Polisi Brutal saat Ricuh DPRD Sumut, KontraS: Itu Pelanggaran HAM 

KontraS bersama elemen lainnya siap dampingi korban

Medan, IDN Times - Kebrutalan aparat kepolisian saat penanganan unjuk rasa di DPRD Sumut, Selasa (24/9) memantik komentar pedas dari pegiat Hak Asasi Manusia (HAM). Komisi untuk orang Hilang dan Korban Tindak Kekerasan (KontraS) Sumatera Utara menyesalkan aksi brutal itu.

Sebelumnya dalam unjuk rasa itu, 55 orang ditangkap. Di antaranya dikabarkan sempat dibawa ke rumah sakit karena terluka.

Menurut KontraS, ricuh aksi penolakan beberapa undang-undang berpolemik itu adalah satu bukti kegagalan kepolisian dalam mengendalikan massa yang termaktub dalam Peraturan Kapolri nomor 16 Tahun 2006. Di dalam Pasal 7 Perkap itu, ada larangan kepada petugas untuk bertindak arogan dan terpancing perilaku massa, mengucapkan kata-kata kotor dan lainnya.

Namun bukti di lapangan menunjukkan itu dilanggar. Misalnya saja, saat ditangkap, massa mendapatkan tindakan penganiayaan dari petugas. Baik dari yang berseragam atau yang berpakaian sipil. Bagi KontraS arogansi dan represifitas aparat kepada massa adalah pelanggaran HAM.

“Seharusnya kepolisian itu mematuhi prosedur yang berlaku. ada standar implementasi soal HAM. Asa standar prosedur soal kerja-kerja kepolisian yang harusnya mampu melindungi aspek HAM bagi setiap massa aksi,” ungkap Koordinator Badan Pekerja KontraS Sumut Amin Multazam, Rabu (25/9).

KontraS sudah mengumpulkan bukti-bukti pelanggaran yang dilakukan kepolisian. Khususnya kebrutalan dan penganiayaan yang dilakukan polisi.

“Saya pikir ini tindakan yang berlebih-lebihan,” tukasnya.

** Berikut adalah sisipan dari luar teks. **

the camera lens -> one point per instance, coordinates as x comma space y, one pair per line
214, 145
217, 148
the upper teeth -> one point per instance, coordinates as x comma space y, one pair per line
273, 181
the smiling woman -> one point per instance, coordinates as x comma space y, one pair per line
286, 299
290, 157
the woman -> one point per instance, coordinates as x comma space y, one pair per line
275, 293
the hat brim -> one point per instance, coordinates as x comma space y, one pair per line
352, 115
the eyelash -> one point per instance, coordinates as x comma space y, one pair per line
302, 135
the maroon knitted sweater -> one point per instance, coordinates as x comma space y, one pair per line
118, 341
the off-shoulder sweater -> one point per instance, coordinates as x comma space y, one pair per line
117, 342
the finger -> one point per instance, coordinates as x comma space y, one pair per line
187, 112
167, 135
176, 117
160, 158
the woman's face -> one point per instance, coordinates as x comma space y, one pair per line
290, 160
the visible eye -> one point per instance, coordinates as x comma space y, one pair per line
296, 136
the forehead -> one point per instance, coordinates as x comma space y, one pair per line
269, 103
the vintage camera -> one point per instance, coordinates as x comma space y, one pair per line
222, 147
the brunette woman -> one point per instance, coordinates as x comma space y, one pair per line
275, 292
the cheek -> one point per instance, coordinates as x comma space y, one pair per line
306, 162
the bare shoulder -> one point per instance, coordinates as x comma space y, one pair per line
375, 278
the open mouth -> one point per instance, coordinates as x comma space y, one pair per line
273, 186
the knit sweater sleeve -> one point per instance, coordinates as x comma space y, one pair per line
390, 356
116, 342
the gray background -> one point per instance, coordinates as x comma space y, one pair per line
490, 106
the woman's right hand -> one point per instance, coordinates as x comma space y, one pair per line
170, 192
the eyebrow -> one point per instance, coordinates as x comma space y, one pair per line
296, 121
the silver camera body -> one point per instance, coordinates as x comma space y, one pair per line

Apa yang dilakukan kepolisian, kata Amin, adalah bentuk pelanggaran prinsip HAM. “Harus ada penegakan hukum yang adil bagi situasi ini. Karena di satu sisi polisi menyatakan bahwa massa yang ditangkap adalah terduga pelaku tindak pidana. Tapi di sisi lain kita juga harus melihat bahwa tindakan kepolisian terhadap massa aksi juga kita duga itu adalah satu pelanggaran hukum yang sangat berat,” pungkasnya.

KontraS Sumut bersama sejumlah pegiat HAM lainnya pun sudah menyatakan siap mengawal kasus ini. Mereka akan memberikan bantuan hukum kepada massa yang ditangkap dan dianiaya petugas.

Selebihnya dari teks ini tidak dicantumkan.